Data Engineer
Responsibilities
- Create and manage ETL data pipelines using Python, Spark, and Airflow.
- Create and manage real-time pipelines using Kafka.
- Improve and maintain the data lake setup (S3, EMR, Presto).
- Integrate data from 3rd party APIs (e.g. Hubspot, Facebook).
- Ensure data quality through automated testing.
- Develop and maintain company metrics and dashboards.
- Collaborate with analysts, engineers, and business users to design solutions.
- Research innovative technologies and make continuous improvements.
You may be a good fit if
- 3+ year as a data engineer developing and maintaining ETL pipelines.
- Experience in building data lake/warehouse solutions consisting of structured and unstructured data.

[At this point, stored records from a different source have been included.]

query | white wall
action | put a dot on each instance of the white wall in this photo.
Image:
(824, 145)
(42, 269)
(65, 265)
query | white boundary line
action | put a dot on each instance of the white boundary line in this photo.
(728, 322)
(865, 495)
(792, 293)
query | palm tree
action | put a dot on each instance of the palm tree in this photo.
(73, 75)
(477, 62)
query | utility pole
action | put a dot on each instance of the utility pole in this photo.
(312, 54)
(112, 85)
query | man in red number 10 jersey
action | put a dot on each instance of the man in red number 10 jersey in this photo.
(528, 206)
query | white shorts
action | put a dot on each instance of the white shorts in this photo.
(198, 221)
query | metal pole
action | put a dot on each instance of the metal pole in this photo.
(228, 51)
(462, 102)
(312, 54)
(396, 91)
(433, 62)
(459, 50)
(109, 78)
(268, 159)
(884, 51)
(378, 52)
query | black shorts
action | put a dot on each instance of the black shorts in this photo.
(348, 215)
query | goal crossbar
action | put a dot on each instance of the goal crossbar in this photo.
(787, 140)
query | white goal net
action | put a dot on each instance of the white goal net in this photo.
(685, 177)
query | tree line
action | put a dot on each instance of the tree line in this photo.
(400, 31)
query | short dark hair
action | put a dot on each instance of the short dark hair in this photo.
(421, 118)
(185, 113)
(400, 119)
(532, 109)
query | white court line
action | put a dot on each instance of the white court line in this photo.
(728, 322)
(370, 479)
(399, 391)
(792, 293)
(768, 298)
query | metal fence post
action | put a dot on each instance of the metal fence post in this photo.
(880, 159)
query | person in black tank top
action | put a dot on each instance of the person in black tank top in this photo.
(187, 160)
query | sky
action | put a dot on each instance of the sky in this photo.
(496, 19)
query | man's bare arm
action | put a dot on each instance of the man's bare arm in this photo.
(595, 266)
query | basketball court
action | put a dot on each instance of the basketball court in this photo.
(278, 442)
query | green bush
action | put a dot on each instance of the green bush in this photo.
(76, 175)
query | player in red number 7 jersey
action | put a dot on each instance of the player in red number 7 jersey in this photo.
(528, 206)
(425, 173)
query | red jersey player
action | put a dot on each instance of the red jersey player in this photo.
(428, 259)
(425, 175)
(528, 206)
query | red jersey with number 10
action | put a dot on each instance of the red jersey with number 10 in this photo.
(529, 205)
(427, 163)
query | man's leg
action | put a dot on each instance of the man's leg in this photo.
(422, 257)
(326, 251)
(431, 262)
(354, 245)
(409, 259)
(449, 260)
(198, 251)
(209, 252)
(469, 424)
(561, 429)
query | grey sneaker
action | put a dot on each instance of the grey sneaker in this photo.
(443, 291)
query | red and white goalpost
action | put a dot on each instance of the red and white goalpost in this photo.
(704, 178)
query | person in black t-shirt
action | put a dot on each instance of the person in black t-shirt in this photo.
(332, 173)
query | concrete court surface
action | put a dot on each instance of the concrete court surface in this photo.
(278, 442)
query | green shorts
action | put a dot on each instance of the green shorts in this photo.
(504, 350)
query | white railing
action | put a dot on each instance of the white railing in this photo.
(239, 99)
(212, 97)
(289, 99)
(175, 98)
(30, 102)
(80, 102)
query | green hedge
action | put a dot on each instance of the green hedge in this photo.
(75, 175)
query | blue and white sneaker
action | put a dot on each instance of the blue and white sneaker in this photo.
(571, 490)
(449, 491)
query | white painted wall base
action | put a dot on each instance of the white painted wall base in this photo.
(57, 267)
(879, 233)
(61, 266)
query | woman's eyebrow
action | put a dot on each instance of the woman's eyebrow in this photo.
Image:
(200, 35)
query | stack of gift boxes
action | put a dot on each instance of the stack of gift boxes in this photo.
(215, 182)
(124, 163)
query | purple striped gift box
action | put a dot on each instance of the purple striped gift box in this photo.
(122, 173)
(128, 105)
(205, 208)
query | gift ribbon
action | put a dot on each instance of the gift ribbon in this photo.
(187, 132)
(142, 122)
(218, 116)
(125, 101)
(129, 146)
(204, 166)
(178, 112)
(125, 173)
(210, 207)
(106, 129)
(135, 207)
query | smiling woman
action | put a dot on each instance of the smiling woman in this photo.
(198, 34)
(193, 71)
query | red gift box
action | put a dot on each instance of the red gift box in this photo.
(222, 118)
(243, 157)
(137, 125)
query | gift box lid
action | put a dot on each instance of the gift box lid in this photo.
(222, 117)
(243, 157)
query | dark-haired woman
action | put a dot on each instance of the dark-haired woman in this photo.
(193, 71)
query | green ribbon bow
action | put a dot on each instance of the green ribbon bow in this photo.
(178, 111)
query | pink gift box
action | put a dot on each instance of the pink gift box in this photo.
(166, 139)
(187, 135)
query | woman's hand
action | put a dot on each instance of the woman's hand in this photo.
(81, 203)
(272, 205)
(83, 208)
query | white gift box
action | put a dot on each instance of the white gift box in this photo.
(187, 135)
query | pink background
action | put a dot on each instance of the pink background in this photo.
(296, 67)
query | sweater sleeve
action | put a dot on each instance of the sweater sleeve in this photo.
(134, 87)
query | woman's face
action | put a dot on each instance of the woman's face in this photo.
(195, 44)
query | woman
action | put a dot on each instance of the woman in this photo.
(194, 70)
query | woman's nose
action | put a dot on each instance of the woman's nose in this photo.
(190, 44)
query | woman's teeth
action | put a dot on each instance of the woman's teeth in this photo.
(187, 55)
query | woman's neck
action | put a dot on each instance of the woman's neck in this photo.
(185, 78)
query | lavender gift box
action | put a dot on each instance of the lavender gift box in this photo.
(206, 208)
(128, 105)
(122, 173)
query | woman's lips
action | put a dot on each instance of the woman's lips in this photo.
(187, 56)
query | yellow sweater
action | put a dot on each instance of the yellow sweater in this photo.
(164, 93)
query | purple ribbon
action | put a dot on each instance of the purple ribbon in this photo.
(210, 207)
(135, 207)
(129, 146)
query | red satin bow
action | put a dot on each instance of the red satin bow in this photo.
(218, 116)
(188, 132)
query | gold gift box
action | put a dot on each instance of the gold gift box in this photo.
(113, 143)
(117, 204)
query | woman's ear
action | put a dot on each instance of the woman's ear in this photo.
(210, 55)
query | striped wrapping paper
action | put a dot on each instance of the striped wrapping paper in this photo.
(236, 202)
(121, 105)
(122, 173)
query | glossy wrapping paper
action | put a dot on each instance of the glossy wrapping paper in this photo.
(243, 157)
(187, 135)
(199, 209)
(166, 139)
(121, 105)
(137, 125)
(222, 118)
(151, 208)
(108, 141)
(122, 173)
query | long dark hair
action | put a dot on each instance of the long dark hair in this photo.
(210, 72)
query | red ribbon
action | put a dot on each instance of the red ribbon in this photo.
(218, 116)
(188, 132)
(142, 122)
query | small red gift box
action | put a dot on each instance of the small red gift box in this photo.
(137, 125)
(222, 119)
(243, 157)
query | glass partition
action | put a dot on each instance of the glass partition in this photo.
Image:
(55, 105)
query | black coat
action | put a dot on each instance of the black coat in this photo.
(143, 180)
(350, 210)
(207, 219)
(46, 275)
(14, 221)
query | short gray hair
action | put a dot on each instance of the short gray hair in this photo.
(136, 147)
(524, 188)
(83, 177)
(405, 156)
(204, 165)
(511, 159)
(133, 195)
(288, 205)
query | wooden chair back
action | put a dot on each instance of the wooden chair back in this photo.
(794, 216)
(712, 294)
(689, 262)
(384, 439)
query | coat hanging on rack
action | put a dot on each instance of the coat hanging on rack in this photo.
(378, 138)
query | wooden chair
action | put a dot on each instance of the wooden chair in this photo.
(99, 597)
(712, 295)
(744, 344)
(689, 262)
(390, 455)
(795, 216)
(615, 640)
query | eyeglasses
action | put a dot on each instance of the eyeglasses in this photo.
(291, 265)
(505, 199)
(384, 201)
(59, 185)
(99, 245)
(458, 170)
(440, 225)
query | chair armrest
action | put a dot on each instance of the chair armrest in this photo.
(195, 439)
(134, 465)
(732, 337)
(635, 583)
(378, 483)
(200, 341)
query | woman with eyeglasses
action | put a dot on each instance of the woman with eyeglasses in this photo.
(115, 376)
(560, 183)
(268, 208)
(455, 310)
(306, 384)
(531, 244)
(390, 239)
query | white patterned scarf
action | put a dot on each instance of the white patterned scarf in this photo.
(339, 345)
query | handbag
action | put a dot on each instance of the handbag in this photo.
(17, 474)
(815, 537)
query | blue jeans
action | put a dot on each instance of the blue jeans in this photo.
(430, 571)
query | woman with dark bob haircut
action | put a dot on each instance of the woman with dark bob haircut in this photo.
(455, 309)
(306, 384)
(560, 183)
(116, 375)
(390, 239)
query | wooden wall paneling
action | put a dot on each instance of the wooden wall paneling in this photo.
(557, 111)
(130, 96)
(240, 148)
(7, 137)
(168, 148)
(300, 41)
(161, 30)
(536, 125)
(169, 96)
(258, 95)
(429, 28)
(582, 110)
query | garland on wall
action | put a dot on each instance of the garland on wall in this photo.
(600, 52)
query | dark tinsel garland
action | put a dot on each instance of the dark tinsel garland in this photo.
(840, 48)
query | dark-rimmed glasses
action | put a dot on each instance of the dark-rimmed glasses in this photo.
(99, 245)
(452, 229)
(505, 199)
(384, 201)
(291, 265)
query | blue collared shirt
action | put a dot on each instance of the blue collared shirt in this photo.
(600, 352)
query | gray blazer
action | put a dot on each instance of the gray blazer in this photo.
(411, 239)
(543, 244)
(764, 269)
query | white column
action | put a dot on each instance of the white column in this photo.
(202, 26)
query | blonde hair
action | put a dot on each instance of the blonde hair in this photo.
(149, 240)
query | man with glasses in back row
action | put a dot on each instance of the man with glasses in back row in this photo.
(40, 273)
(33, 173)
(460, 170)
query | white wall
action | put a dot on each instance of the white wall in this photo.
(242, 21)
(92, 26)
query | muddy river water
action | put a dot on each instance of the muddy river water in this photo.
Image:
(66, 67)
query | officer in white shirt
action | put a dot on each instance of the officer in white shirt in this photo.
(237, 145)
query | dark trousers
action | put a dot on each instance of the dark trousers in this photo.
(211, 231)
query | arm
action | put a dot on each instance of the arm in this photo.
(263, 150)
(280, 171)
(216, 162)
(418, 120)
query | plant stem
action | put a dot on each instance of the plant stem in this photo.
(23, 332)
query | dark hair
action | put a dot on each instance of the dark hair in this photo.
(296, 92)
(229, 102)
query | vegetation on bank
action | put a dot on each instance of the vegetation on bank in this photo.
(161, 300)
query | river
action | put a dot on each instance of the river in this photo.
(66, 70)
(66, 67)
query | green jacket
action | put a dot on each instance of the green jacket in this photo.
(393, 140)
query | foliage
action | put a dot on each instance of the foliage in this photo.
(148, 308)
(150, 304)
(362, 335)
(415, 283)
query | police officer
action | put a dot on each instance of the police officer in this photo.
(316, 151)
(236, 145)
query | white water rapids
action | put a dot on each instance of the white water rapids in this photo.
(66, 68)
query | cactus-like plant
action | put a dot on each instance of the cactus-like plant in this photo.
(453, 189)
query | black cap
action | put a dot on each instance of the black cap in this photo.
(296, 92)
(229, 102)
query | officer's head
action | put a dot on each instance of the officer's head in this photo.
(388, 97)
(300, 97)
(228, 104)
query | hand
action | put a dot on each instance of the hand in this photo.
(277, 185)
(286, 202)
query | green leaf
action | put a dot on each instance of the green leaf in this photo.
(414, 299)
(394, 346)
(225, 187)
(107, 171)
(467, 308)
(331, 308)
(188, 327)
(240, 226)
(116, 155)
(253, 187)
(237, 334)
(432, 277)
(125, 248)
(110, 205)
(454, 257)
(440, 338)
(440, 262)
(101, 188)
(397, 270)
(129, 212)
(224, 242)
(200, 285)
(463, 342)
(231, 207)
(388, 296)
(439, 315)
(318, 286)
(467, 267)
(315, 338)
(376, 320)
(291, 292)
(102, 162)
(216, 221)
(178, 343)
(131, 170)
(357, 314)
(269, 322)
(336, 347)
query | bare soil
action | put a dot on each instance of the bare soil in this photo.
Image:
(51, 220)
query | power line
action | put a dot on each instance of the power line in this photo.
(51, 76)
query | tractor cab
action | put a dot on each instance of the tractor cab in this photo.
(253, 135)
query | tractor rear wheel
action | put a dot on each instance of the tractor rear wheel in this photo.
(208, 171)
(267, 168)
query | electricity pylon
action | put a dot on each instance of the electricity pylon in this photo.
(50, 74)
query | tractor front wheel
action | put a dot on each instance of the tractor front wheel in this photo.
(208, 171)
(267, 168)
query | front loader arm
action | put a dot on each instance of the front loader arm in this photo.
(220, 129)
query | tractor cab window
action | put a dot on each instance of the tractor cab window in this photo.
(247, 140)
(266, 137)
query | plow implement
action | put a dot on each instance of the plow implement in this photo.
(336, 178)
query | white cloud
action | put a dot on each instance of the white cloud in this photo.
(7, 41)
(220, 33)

- Hands-on experience with big data technologies (e.g. Spark, Hive)
- Experience in writing and optimizing SQL queries.
- Good knowledge of Python.
- Hands-on experience with BI tools (e.g. Looker, Redash).
- Bachelor's degree in a technical field or equivalent work experience.
- Have experience managing and designing data pipelines, debugging data issues.
- Are familiar with real-time and/or large scale data.
- You have built data products that have scaled on AWS or another cloud.
- You thrive on nimble, lean, fast-paced startups, like autonomy, and have proven you can push towards a goal by yourself.
- Coachable. Able to own mistakes, reflect, and take feedback with maturity and a willingness to improve.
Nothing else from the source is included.